Weapon X had an internal currency that could be used at the commissary. But they'd all been lured in by the lucrative promises available once they were released to go back to their homes. 'Til then, she wouldn't know what her little sister's prom dress would look like, or if Season Two of Netflix's X-O Manowar stood up to the hype.

"Professor," Cornelius squealed. "We're almost done. They're winding it up, right now. We'll fish the patient out of the bath in a matter of minutes and we can begin the Boss Rush at the top of the hour."

"The top of the hour," Carol crooned. "Shouldn't we let him heal up, first?"

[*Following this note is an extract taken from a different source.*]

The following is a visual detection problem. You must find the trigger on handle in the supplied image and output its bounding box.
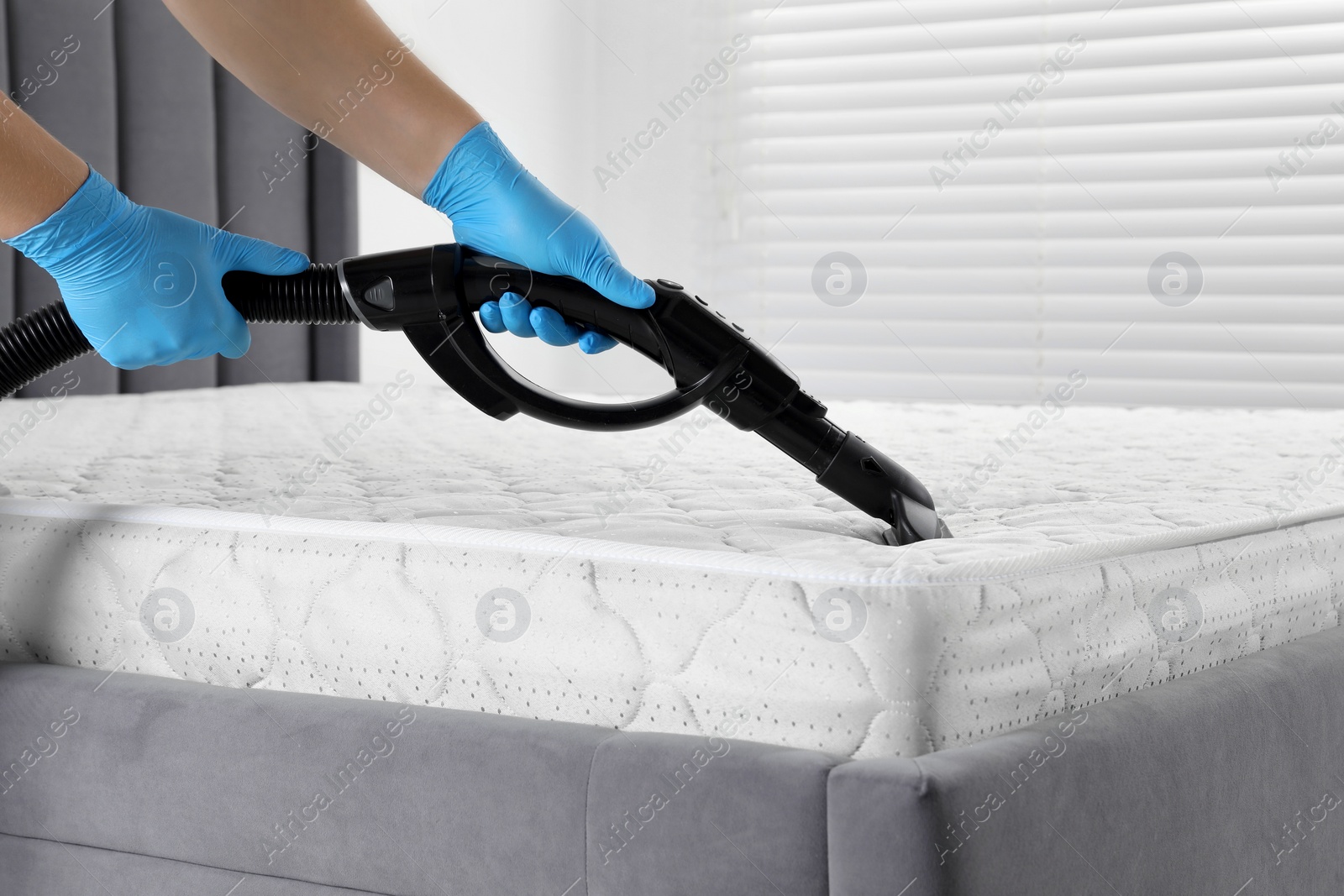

"My dear, that's the point of having a donor with an advanced healing rate. We just need to let him dry off long enough for his motor to heat back up and he won't need any time to be back in top shape. Slitting this guy's throat is like slapping a cube of Jell-O © with the backside of a spoon," the doctor giggled. "The best part is that his consciousness is actually stored within that colony of vampiric microorganisms. He's basically braindead, the colony just keeps rebuilding that part of his body for kicks, I guess," he said puffing up his chest and trying to sound confident. "Look at that, Carol: They're yanking him out now."

Carol trotted forward to see the job they'd done on Patient Ten. Cornelius observed as well, at a distance. His attention was not entirely devoted to the Patient's form. He was looking at something equally gelatinous that he'd very much enjoy slapping with the back of a spoon.